This article describes the guiding principles that the committers of Epsilon follow.
In-keeping with agile development principles, we don't use a strict/heavy-weight development process. Each member of the development team is free to use quite different approaches to software development. However, we aim to follow the following principles to ensure that there is a basic level of consistency across the Epsilon platform and its development.
Be mindful of different use cases: design, implementation and evolution of the platform respects that Epsilon can be used in different environments (from Eclipse or stand-alone) and on different operating systems (Windows, Linux, Mac OS); and that Epsilon programs can be invoked in different manners (Eclipse launch configurations, Ant tasks, programmatically).
Maintain backwards-compatibility: the APIs exposed by Epsilon should be stable. Changes should not break client code. We use deprecation to warn users that an API has changed, and might be changed in a breaking manner in a future version of Epsilon.
Collectively own the code: all of the code is owned by the entire team, and anybody can make changes anywhere. Often, we work together on changes to the core of the platform, or to languages that a particular committer has developed initially (e.g., we might work closely with Antonio on a change to EUnit, because Antonio has done most of the recent work on EUnit).

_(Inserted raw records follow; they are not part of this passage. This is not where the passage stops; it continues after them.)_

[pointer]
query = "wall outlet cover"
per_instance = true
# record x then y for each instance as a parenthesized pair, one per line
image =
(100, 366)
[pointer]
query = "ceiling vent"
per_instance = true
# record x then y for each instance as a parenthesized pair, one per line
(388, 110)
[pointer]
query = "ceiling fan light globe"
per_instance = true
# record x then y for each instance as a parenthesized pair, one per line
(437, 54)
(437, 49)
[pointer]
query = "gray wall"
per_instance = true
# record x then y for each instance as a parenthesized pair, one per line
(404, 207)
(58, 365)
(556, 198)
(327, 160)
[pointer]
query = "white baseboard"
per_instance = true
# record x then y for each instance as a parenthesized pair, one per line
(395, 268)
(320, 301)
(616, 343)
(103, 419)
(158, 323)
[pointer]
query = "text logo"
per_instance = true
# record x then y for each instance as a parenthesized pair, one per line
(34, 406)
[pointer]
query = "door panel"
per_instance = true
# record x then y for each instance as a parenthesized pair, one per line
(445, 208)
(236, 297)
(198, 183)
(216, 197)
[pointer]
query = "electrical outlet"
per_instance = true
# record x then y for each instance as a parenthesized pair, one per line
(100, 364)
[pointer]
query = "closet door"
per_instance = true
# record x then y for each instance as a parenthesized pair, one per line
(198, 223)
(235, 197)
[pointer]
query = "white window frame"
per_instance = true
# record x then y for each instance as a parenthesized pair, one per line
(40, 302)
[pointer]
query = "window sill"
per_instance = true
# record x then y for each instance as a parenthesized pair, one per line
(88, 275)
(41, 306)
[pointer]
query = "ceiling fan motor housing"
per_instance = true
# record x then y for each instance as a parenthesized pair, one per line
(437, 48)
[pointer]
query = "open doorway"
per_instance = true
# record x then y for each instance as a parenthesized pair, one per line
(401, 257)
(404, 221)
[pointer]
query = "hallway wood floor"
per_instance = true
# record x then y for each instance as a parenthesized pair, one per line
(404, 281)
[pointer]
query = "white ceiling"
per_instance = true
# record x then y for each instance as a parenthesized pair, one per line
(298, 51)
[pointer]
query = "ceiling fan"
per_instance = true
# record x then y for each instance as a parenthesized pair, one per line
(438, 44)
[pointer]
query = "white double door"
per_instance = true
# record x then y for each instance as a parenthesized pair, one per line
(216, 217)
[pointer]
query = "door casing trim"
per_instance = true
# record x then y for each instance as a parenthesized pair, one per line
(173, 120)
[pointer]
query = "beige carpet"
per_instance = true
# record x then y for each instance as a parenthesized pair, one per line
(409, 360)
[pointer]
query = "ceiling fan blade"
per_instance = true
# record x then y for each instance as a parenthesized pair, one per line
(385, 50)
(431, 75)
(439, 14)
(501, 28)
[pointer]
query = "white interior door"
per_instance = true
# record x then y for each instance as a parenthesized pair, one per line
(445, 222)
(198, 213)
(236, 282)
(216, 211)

Collaborate on design: although we rarely practice "live" pair programming, we do share patches and discuss important design decisions internally.
Adhere to code conventions: we do not place opening brackets on their own line.

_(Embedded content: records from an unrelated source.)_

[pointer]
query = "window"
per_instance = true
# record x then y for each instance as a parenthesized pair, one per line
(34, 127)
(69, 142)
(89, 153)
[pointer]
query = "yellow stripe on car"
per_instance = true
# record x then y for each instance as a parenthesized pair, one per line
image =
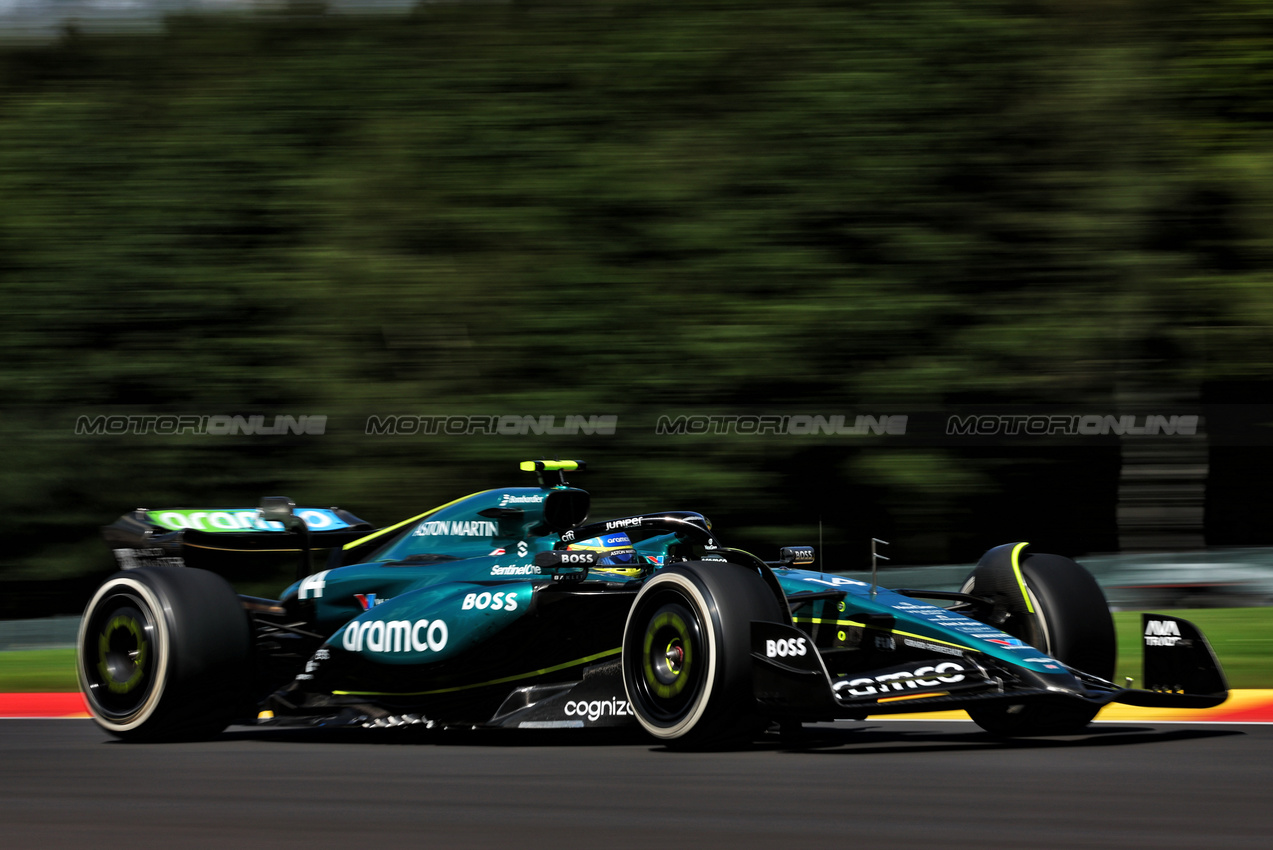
(891, 631)
(1016, 570)
(407, 522)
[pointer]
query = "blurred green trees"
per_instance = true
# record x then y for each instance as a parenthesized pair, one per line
(633, 209)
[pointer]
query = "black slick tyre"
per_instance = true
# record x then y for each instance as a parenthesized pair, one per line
(1071, 622)
(686, 653)
(164, 654)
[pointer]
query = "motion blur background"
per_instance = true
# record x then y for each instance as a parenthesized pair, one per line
(647, 209)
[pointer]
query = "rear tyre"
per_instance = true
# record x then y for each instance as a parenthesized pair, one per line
(686, 654)
(1071, 622)
(164, 654)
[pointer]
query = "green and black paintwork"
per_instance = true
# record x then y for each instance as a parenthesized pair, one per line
(458, 617)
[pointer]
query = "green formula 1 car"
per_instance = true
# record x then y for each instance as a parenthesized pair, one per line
(507, 608)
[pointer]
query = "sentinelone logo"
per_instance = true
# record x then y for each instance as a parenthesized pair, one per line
(835, 425)
(214, 425)
(493, 425)
(1068, 425)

Favour automated testing: to provide some assurance that we are shipping working code, we include automated tests along with feature code.
Favour testing over testing-first: although we appreciate the benefits of test-first and test-driven development, we do not always develop tests first, often preferring peer review to make design decisions.

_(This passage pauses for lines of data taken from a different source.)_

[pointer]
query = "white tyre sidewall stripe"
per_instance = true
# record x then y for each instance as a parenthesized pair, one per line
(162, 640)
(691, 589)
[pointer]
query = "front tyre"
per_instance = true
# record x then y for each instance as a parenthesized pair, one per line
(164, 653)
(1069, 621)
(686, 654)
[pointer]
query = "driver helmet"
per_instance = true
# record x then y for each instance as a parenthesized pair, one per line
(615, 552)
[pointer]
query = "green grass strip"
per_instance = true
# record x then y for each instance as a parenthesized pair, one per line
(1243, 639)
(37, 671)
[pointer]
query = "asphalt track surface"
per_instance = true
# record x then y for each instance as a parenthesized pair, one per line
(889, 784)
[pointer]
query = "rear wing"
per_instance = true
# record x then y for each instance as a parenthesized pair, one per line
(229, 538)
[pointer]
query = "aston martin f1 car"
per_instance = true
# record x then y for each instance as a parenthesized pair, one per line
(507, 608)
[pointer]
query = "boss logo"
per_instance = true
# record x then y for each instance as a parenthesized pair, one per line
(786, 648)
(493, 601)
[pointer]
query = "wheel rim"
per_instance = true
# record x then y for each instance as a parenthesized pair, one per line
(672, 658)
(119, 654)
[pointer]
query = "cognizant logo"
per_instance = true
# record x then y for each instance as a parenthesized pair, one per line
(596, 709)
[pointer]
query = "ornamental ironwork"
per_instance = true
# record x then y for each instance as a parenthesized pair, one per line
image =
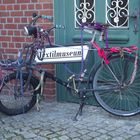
(116, 13)
(84, 11)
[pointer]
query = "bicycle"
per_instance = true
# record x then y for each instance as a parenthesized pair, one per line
(114, 81)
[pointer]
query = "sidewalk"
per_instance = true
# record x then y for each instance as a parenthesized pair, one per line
(54, 122)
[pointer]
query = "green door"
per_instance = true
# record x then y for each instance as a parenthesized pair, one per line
(122, 16)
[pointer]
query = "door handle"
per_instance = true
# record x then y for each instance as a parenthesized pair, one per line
(135, 15)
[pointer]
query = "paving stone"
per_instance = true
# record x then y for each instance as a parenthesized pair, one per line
(54, 122)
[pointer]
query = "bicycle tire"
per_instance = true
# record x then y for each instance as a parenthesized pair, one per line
(118, 97)
(11, 100)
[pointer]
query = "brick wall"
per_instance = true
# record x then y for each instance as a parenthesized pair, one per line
(14, 15)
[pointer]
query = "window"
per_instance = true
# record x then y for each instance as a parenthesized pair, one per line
(84, 11)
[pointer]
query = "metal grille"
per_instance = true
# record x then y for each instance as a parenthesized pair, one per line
(84, 11)
(115, 11)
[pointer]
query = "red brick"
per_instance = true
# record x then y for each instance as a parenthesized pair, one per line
(16, 7)
(9, 1)
(5, 39)
(22, 1)
(17, 13)
(24, 7)
(9, 7)
(18, 39)
(10, 26)
(2, 7)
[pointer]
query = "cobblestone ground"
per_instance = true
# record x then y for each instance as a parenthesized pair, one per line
(54, 122)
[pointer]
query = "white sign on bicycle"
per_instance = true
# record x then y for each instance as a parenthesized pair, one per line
(62, 54)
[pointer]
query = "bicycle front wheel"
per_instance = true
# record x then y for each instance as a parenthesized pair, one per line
(114, 89)
(12, 100)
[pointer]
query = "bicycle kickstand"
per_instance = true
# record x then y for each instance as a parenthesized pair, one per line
(80, 110)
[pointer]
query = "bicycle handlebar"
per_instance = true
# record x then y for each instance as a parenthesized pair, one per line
(95, 26)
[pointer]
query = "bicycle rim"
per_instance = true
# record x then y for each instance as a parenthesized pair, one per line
(116, 95)
(12, 101)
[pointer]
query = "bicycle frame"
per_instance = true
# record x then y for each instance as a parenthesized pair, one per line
(39, 53)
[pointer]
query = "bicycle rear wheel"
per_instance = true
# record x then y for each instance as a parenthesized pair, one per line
(12, 100)
(113, 90)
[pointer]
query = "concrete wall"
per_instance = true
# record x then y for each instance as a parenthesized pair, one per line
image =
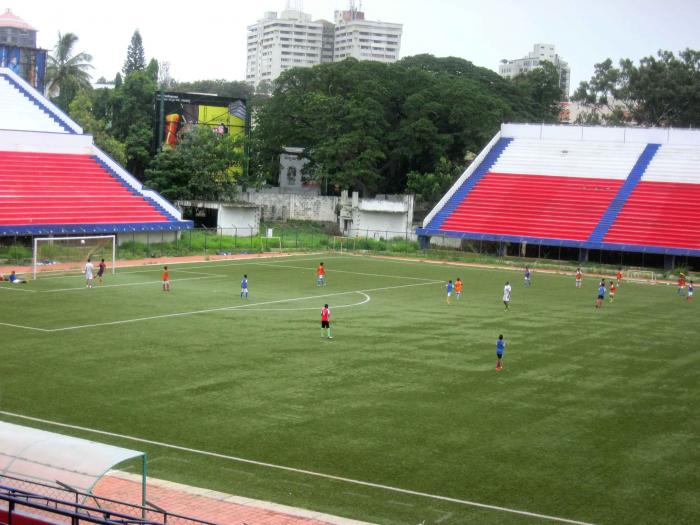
(233, 217)
(293, 206)
(147, 237)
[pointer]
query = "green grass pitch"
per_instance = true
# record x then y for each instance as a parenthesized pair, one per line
(593, 419)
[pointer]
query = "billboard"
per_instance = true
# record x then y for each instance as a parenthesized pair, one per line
(176, 113)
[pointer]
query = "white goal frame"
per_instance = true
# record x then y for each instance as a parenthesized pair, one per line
(264, 243)
(643, 276)
(35, 262)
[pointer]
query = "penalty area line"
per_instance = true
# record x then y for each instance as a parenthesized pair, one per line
(303, 471)
(223, 308)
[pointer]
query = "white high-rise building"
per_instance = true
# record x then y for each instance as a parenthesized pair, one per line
(292, 39)
(540, 53)
(278, 43)
(365, 39)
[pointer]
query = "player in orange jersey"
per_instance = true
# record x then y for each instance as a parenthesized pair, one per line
(681, 284)
(321, 275)
(166, 279)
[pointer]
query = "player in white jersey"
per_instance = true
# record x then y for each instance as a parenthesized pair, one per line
(89, 271)
(506, 294)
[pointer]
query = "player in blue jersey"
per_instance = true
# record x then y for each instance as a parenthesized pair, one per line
(500, 348)
(244, 286)
(601, 295)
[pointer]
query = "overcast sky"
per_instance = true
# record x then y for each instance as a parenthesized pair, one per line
(207, 38)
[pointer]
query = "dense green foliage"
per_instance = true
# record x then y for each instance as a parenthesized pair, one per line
(204, 165)
(135, 55)
(593, 418)
(67, 72)
(366, 125)
(659, 91)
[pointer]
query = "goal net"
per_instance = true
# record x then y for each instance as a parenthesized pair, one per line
(69, 254)
(344, 243)
(641, 276)
(271, 243)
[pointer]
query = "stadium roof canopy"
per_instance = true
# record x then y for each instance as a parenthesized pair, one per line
(45, 457)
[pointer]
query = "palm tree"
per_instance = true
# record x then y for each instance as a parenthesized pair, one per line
(67, 72)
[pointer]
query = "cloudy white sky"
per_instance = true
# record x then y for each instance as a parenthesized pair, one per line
(206, 38)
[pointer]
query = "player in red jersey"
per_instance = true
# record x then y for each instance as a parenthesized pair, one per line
(612, 291)
(321, 275)
(166, 279)
(326, 320)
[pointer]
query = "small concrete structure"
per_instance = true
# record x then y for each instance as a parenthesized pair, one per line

Everyone uses the same testing frameworks: currently we favour JUnit 4 and Mockito for testing and mocking, respectively. Older code might still use other libraries (e.g. JUnit 3 and JMock), and we aim to replace these when we encounter them.
Trace changes using Bugzilla: we use Bugzilla to document and discuss design and implementation changes. We often raise our own bugs. We use bug numbers in commit messages to maintain trace links between the code and discussions about the code.
Adhere to Bugzilla conventions: we follow a small set of Bugzilla conventions.
Source Code Management
Describe commits with meaningful messages: to ensure that the history of the code can be understood by every member of the team, we endeavour to make our commit messages understandable and traceable. Metadata is often include in commit messages, for example: "[EOL] Fixes bug #123456, which prevented the creation of widgets."
Avoid large commits: to ensure that the history of the code can be understood by every member of the team, we favour breaking large commits into smaller consecutive commits.
Favour distributed version control: to make use of 2-stage commits and cheap local branching, we recommend using git-svn as a client for the Subversion repository.
Avoid branching on the server: when using git-svn, we typically use local branching rather than remote branching, because branching and switching between branches takes longer with Subversion (because it requires communication with the server).
No forum post goes unanswered: to maintain and foster the community around Epsilon, we answer every question on the user forum.
Encourage users to produce minimal examples: if we need to reproduce a user's issue, we will often ask for a minimal example to aid in debugging. We have found this to be effective because it allows us to focus most of our time on fixing issues, and because users sometimes discover the solution to their issue while producing the minimal example.